Earlier this week the BBC reported that seven elephants, one a pregnant female, had been found dead in Sri Lanka from suspected poisoning.

The authorities suspect it may have been carried out by angry villagers in retaliation for destroying crops.

Farmers here have challenges from dogs worrying sheep and polecats killing chickens but imagine having a pest the size of an elephant on your land. Or a herd of them.

In Sri Lanka they have had what was described as an ‘epidemic’ of suicide in rural communities often caused by farmers suffering chronic sleep deprivation through staying awake at night to try to prevent elephants from trampling their fields.

One of the most common methods of suicide there was by using something that, until recently, was only too easy to obtain in Sri Lanka: pesticides.

The World Health Organisation has acknowledged pesticide self-poisoning as one of the most important global means of suicide, killing around 150,000 people every year. Highly toxic pesticides, often fatal if ingested, are as easy to obtain as alcohol in most of the developing world, and often kept lying around the home.

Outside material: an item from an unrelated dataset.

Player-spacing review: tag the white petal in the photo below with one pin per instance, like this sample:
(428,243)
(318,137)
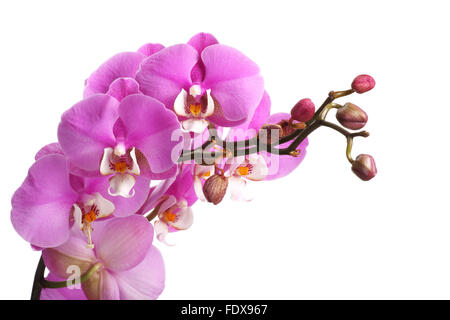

In Sri Lanka, however, a joint initiative by a British organisation, The Centre for Pesticide Suicide Prevention (CPSP), and the Sri Lankan Department of Agriculture has been trying to tackle the problem.

Regulations were introduced to remove the most dangerous pesticides from the shelves of local hardware stores. They have been replaced with less toxic alternatives: for anyone swallowing any of these it would be unlikely to be fatal.

This simple step has seen the suicide rate in Sri Lanka drop by 70% with no reduction in agricultural yield reported so far though the CPSP is continuing to investigate this.

The CPSP is now expanding its work with projects in Taiwan, Nepal and India.However at the root of all this are trends that have an implication for us all: climate change and extreme weather patterns, coupled with increasing costs for farmers, bring extra pressures all around the world. And when it comes to competition between wildlife and farmers you only have to think of the hotly-disputed badger cull in the UK.

Sustainable agriculture as we do it in the Isle of Man (as opposed to factory-scale) is not the problem but part of the solution, should be much higher on the agenda for governments around the world. As much help and support as possible must be provided for farmers and growers everywhere who are producing food in a sustainable manner. They are the ones who will play a major role, not just in feeding us all but in helping to mitigate the worst effects of climate change.